"ce constat existe depuis belle lurette et il ne se passe rien.[...]
on risque d’en prendre encore pour 30 ans.[...]
Quelle solution y-a-t-il autre que la révolution ?[...]
1968 avait donné un bon coup de balai en 1 mois et on a tout de même évolué depuis."
Quelques morceaux choisis de votre prose, croustillante et pas démago pour un sou, pardon pour un cent d’euro. C’est tout cohérent, ça fait plaisir.
Si cela fait des lustres que rien n’a changé, j’en déduis que mai 68 n’aura rien changé ni résolu, à part sur une toute courte période. Si vous comptez tout raser pour finir aigir 10 ans plus tard, merci de vous-NOUS éviter cette gêne.

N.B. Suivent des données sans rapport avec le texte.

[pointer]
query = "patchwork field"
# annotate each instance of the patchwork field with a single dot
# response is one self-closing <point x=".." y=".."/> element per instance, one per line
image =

Restez à la maison,sagement, à lire et relire Pif Magazine, en écoutant les choeurs de l’armée rouge entonner l’Internationale, et retravaillez votre plan pour sauver le genre humain de lui même.
Bien à vous
Votre Chichile, qui ne veut pas qu’on le sauve malgré lui
Arf, la révolution française ? Ce truc de bourgeois ? Cette épopée fabuleuse où la guerre civile, les purges et les massacres,les procès de pacotille et la pseudo « liberté-égalité-fraternité » se disputaient la vedette de l’étal boucher de l’ultra-violence quotidienne ??? C’était une guerre de pouvoir comme nous en avons rarement connu, pas un élan populaire, une extase des gueux contre l’oppresseur friqué.

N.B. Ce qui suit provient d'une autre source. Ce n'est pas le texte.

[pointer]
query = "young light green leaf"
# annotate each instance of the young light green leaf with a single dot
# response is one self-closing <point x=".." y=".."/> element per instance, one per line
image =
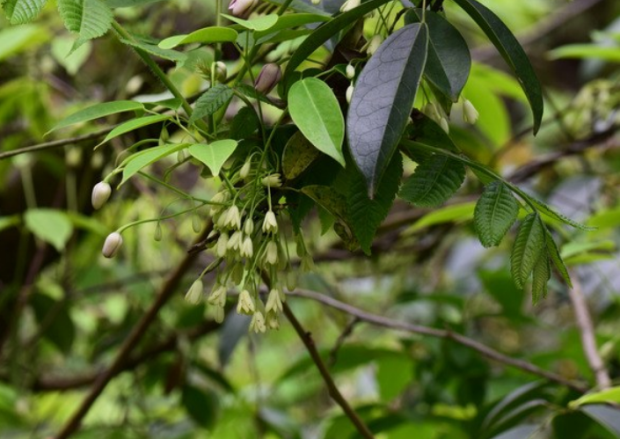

Continuer de présenter la rue comme seul recours, CA, ça me fait frémir, ça me révulse. Ces procédés révolutionnaires minoritaires, c’est le refus d’admettre que, bien qu’imparfait et perfectible, notre système est le meilleur que l’on puisse espérer. De la représentativité, il y en a : les régions ne sont pas bleues, et des élus locaux d’opposition, il y en existe partout.
la démocratie est une forme d’utopie, dont nous ne pouvons que prétendre d’approcher.